TurboVNC | About / A Study on the Usefulness of H.264 Encoding in a VNC Environment

Author: D. R. Commander

Update 8/19/14: After the initial study was performed, a member of the TigerVNC community pointed out that the x264 encoder's default settings cause a new I-frame (full frame) to be generated for every 250 frames. Given that the 2D datasets, in particular, contain a very large number of incremental framebuffer updates (approx. 19,000 in the case of slashdot-24) and that most of these encompass small regions of pixels, generating an I-frame for every 250 of them has a huge impact on the overall compression ratio. Thus, a new set of results was obtained, this time with the i_keyint_max parameter in x264 set to a high enough value that only a few I-frames were generated for each dataset. This would normally not be a good idea when encoding an actual video file, because seeking to a specific frame in the video requires finding the most recent I-frame and decoding all of the P-frames (incremental frames) between that I-frame and the seek point. In the case of VNC, however, the video stream will always be consumed in real time, so seeking is irrelevant.

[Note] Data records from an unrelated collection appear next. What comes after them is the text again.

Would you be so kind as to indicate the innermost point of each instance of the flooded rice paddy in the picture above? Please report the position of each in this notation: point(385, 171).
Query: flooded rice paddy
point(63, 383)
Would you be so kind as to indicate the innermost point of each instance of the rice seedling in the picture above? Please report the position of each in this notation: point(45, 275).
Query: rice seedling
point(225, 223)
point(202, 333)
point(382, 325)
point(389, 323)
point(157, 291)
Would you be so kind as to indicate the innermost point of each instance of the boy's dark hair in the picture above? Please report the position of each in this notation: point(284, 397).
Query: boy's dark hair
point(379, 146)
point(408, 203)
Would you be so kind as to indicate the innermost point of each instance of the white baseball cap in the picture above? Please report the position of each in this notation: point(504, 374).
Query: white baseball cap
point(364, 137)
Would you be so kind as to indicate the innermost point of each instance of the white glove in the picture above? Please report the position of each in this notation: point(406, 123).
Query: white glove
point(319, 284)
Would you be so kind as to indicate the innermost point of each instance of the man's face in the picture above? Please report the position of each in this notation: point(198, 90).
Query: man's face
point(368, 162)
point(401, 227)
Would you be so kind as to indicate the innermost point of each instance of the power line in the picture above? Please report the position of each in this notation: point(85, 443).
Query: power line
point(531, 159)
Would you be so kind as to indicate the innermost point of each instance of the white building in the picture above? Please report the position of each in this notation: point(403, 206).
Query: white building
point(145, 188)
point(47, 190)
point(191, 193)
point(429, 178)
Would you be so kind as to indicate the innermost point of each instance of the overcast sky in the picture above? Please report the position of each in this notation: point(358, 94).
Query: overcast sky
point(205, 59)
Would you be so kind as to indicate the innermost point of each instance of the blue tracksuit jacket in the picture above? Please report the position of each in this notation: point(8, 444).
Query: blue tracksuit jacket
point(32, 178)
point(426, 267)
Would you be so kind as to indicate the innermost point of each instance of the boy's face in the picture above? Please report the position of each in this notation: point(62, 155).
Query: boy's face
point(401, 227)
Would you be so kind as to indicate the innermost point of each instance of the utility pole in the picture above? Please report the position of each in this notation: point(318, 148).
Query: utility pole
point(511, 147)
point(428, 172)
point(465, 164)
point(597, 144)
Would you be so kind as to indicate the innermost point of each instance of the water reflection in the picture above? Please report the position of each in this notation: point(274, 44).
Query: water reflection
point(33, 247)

Setting i_keyint_max to a high value improved the 2D compression ratios by 2-3x. The improvement with regards to 3D datasets was generally not significant, except in the case of the googleearth-24 and q3demo-24 datasets. The report has been edited so that it discusses only the new results. Additionally, new tests were performed in which the framebuffer updates were collected in the YUV holding buffer and sent through the H.264 encoder only periodically, which greatly changed the performance of H.264 with the 2D datasets and the afore-mentioned googleearth-24 and q3demo-24 3D datasets. There are still only a handful of datasets for which H.264 can be shown to compress better than the TurboVNC encoder, but for those datasets, the improvement is now very compelling. The x264 library still takes up too much CPU time, however, to be of much use in most multi-user TurboVNC server environments.

Introduction

As of this writing, H.264 (AKA "AVC") is one of the most popular video encoding standards in use, and its implementations include Blu-Ray discs, numerous consumer digital video cameras, satellite TV, and numerous streaming video web sites (Vimeo, YouTube, etc.) H.264 employs advanced interframe compression techniques, which attempt to eliminate duplicate data between frames as well as to predict the content of frames based on previous or subsequent frames. Thus, as with other interframe codecs, a full frame is encoded only occasionally, and other frames are encoded relative to the full frame or relative to each other. This is similar in concept to the "full" and "incremental" framebuffer updates that VNC servers send to VNC viewers.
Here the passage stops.